Hier ist das traditionelle Bild eines Arbeitsalltages, wie man ihn bisher kannte, überholt –  „9 to 5“, einen festen Arbeitsplatz mit einem fix installierten PC, ein Festnetztelefon, ein Fax, ein Arbeits-Handy und ein Privat-Handy, nach 17:00h nicht mehr für`s Geschäft erreichbar sein und in den Ferien absolute Ruhe haben – das passt sicherlich nicht. Hier müssen moderne Arbeitsplätze und Arbeitsformen inkl. entsprechender Technologie geschaffen werden, um den Ansprüchen moderner Kommunikation gerecht werden zu können. Es ist wohl ein Trugschluss zu glauben, dass die Kunden und Interessenten einem plötzlich die Türen auf den Social Mediaplattformen einrennen, nur weil man dort ein Profil eingestellt hat. Hierzu gehört weitaus mehr, um dem Anspruch, den man an Aktivitäten in Social Media Plattformen und deren erwünschter Effekt hat, eine Grundlage schaffen zu können. Und hier kommen wir zu der kritischen Frage: Welche Rolle haben die Mitarbeiter ausserhalb der Marketing Abteilung in Bezug auf die Kommunikation auf Social Media Plattformen was das Unternehmen betrifft?

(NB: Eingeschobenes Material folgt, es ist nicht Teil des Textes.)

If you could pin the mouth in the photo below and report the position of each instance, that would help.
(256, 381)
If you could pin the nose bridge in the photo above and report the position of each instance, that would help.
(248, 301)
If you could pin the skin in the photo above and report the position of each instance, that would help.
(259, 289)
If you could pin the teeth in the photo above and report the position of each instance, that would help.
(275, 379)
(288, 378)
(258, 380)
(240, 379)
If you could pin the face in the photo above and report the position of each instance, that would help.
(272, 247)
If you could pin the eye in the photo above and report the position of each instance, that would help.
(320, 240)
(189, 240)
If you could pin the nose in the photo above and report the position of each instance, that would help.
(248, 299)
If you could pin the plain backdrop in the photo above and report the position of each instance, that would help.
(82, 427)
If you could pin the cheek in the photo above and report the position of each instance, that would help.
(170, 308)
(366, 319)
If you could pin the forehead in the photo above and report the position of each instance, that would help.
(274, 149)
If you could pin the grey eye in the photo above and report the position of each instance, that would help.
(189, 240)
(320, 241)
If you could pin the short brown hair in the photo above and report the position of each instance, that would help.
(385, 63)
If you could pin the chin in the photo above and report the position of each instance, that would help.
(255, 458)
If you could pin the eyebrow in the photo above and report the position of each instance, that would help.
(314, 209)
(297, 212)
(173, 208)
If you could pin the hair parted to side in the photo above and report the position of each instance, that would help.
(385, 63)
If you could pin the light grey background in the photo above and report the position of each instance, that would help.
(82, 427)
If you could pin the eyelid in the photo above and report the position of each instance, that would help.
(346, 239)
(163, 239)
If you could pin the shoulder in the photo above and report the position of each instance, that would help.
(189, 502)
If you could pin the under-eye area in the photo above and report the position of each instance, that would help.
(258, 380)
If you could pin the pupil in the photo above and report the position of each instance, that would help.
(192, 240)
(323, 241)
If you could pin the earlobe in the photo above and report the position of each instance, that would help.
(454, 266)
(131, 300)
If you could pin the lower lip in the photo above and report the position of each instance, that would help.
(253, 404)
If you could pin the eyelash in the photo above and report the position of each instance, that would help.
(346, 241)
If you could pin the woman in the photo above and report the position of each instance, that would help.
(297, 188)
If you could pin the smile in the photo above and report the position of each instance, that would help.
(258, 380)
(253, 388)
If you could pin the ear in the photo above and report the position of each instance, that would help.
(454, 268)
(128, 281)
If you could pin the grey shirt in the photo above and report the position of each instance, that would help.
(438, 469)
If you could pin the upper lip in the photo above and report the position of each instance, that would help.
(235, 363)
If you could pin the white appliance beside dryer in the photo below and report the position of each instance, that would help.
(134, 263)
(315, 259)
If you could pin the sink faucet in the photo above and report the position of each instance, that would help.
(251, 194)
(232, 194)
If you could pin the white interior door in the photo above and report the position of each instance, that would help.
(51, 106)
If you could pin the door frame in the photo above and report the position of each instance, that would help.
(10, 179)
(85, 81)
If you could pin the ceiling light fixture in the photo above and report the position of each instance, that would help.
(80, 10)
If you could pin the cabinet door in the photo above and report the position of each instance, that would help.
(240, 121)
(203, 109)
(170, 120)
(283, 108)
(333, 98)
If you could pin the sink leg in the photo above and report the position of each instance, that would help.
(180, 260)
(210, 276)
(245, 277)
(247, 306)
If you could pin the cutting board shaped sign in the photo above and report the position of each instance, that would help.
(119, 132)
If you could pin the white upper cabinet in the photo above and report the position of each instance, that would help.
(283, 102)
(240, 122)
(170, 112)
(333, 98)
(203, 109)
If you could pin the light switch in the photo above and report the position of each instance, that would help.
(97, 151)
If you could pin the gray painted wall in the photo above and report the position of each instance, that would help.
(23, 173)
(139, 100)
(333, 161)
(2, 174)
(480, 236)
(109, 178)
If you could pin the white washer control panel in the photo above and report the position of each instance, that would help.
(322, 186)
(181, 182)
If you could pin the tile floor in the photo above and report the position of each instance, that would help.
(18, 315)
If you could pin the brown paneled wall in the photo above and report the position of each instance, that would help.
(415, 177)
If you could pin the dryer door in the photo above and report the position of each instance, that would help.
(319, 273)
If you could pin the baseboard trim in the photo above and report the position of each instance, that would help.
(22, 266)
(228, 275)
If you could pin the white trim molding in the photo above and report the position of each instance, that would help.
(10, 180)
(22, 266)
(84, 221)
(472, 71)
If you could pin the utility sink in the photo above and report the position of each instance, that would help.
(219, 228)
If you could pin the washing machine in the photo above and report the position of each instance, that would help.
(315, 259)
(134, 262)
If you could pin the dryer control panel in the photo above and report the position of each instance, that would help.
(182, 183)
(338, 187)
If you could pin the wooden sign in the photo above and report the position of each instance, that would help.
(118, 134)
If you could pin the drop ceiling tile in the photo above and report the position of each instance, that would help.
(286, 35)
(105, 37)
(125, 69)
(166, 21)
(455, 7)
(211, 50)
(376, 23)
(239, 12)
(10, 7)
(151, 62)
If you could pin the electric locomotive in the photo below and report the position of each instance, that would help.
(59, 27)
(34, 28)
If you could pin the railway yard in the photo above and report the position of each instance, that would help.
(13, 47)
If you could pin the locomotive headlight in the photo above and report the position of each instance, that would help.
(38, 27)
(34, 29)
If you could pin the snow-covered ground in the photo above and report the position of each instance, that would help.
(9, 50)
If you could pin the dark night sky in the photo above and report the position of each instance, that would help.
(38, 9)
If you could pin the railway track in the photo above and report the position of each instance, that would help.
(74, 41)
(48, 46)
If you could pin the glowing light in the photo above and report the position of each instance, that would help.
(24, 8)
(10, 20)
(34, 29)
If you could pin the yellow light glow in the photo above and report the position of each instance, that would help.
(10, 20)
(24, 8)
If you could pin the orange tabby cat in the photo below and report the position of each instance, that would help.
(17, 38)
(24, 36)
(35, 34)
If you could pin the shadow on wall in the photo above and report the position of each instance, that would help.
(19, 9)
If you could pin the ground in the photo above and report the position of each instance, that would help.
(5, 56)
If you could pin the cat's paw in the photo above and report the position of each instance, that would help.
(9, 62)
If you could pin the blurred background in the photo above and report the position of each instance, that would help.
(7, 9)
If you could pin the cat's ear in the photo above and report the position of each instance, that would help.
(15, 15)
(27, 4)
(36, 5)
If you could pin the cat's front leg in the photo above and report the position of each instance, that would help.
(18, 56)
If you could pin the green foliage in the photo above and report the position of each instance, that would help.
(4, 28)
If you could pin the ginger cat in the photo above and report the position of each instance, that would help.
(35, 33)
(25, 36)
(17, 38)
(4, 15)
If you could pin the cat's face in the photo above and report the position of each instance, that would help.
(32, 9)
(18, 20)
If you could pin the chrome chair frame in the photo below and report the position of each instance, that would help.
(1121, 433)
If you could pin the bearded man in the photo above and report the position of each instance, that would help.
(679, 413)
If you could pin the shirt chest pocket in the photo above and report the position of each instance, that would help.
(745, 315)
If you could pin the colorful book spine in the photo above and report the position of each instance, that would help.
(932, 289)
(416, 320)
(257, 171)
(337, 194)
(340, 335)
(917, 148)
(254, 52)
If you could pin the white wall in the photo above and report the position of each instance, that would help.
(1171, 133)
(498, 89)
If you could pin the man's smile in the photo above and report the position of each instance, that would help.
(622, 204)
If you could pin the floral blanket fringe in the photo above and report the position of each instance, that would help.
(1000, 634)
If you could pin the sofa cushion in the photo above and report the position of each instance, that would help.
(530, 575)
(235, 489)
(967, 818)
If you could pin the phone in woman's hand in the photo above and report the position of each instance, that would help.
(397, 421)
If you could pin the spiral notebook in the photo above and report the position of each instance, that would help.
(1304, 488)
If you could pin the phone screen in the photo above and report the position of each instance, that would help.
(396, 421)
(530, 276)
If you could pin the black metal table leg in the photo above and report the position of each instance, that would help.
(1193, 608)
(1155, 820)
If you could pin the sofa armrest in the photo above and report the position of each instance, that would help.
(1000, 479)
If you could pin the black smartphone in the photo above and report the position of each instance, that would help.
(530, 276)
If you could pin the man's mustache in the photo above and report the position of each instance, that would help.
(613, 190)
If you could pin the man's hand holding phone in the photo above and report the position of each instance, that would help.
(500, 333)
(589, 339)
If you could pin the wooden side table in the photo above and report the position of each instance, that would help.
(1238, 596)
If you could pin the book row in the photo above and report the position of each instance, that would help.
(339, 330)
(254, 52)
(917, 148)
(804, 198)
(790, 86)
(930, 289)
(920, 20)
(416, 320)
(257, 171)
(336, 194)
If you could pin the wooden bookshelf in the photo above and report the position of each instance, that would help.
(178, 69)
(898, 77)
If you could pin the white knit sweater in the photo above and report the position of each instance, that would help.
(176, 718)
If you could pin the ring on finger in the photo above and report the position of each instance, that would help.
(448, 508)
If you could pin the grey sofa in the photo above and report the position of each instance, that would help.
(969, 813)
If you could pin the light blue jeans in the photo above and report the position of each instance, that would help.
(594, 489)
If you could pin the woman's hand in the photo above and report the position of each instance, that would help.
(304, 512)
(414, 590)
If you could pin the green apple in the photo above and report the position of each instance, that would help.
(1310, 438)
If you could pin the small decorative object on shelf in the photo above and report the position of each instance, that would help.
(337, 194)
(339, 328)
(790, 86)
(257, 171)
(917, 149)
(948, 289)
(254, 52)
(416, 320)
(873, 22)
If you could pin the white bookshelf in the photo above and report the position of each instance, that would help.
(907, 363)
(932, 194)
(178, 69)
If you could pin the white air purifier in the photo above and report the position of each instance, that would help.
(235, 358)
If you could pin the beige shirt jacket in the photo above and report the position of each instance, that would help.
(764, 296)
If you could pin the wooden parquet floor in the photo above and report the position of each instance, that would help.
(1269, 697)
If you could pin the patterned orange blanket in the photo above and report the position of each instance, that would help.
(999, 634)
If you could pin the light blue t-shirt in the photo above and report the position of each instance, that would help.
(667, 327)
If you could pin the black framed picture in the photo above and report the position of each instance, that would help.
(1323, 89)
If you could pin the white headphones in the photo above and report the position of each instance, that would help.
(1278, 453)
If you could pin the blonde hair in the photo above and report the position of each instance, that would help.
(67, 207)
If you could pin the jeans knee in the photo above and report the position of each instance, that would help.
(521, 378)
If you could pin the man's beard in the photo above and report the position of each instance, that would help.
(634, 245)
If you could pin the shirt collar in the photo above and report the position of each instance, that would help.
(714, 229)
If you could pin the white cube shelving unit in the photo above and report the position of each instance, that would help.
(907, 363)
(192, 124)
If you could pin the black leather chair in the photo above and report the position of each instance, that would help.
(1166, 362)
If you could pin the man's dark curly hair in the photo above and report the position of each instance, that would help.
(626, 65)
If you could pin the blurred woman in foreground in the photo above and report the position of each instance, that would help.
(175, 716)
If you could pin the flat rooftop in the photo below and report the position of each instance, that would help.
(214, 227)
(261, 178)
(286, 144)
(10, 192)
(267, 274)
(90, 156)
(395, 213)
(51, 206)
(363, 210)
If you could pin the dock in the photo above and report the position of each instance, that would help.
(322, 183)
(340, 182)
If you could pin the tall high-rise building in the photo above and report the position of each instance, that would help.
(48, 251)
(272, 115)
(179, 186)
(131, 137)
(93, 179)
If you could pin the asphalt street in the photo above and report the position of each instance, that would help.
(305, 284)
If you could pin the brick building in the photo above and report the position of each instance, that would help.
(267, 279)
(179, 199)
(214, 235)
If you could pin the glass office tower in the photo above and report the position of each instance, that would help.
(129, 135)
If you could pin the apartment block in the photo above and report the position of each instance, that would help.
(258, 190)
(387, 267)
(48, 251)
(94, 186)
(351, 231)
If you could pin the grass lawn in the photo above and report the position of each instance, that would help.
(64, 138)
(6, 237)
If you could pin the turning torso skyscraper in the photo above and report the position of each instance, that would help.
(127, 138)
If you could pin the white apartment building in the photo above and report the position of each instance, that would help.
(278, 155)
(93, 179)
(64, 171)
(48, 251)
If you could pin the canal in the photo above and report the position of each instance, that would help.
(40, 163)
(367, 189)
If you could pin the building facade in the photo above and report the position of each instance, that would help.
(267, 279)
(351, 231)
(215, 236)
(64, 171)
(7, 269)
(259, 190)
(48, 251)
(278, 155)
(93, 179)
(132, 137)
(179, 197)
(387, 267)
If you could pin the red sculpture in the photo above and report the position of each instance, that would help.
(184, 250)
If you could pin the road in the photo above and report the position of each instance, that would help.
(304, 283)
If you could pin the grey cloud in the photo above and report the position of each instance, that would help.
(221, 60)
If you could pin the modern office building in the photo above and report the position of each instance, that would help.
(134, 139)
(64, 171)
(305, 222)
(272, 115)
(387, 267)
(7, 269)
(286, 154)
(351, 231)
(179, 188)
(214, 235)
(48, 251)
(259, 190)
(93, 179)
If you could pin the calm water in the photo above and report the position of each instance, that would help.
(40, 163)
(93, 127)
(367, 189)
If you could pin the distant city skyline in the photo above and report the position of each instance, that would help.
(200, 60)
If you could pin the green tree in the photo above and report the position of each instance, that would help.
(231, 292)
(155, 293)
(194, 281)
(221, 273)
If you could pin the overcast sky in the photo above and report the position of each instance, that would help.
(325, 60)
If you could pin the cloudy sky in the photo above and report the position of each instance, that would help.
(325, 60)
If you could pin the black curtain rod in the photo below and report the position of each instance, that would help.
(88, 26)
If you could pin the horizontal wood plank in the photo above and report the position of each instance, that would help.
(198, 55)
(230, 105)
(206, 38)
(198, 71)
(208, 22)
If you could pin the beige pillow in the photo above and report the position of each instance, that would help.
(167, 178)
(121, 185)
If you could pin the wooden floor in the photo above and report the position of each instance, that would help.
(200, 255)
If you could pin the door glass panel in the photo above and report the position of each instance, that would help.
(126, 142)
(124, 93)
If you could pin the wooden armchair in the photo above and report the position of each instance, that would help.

Wir öffnen alle Social Media Plattformen für alle Mitarbeiter ohne Beschränkungen

TNT Swiss Post hat sich dazu entschlossen, alle Social Media Plattformen für alle Mitarbeiter ohne Beschränkung zu öffnen. Aus strategischen Gründen betreiben wir Firmenprofile auf den bereits oben aufgeführten Plattformen: facebook, twitter, xing, linkedin, youtube und google+.

Drei Ziele werden dabei verfolgt:

INTERN: Der Austausch zwischen den Mitarbeitern ist besonders bei einem global agierenden Unternehmen wie TNT bzw. TNT Swiss Post  wichtig. Umso bessere unsere Mitarbeiter miteinander vernetzt sind, umso enger arbeiten sie zusammen und tauschen sie sich aus. In gezielt für den Austausch und Brainstorming über Innovationen und Optimierungen geschaffenen geschlossenen Gruppen, regen wir das interne Networking bewusst an.

EXTERN: Wir möchten mit Interessenten, die sich für das Thema Kurierdienstleistungen und Themen rund um diese Thematik interessieren, in Dialog treten. Über unsere Firmenprofile möchten wir Wissen bereitstellen, was für unsere Kunden Mehrwert bedeutet. Wir kommunizieren in 3 Kategorien: Best Practices, Engagement (social, umwelttechnisch, innovativ) und Sonderaktionen.

INTERN & EXTERN: Oben wurde mehrfach darauf eingegangen, dass die Grenzen des privaten und geschäftlichen Networking immer mehr verschwimmen. Schnelle und unkonventionelle Wege der Kommunikation tragen dazu bei schneller zu sein. Time-to-market ist heute key. In der Transportbranche ist Zeit einer der wichtigsten Faktoren. Wir wollen für unsere Kunden erreichbar sein – cross functional und direct. Gleichzeitig möchten wir uns öffentlichem Feedback stellen und regen aktiv zur Rückmeldung auf diesen Plattformen an. Nur wenn wir wissen, was wir noch besser machen können, können wir daran arbeiten.

Das ist unser Motto. Wir freuen uns auf viele Kommentare und setzen uns zum Ziel, jeden einzelnen davon persönlich zu beantworten.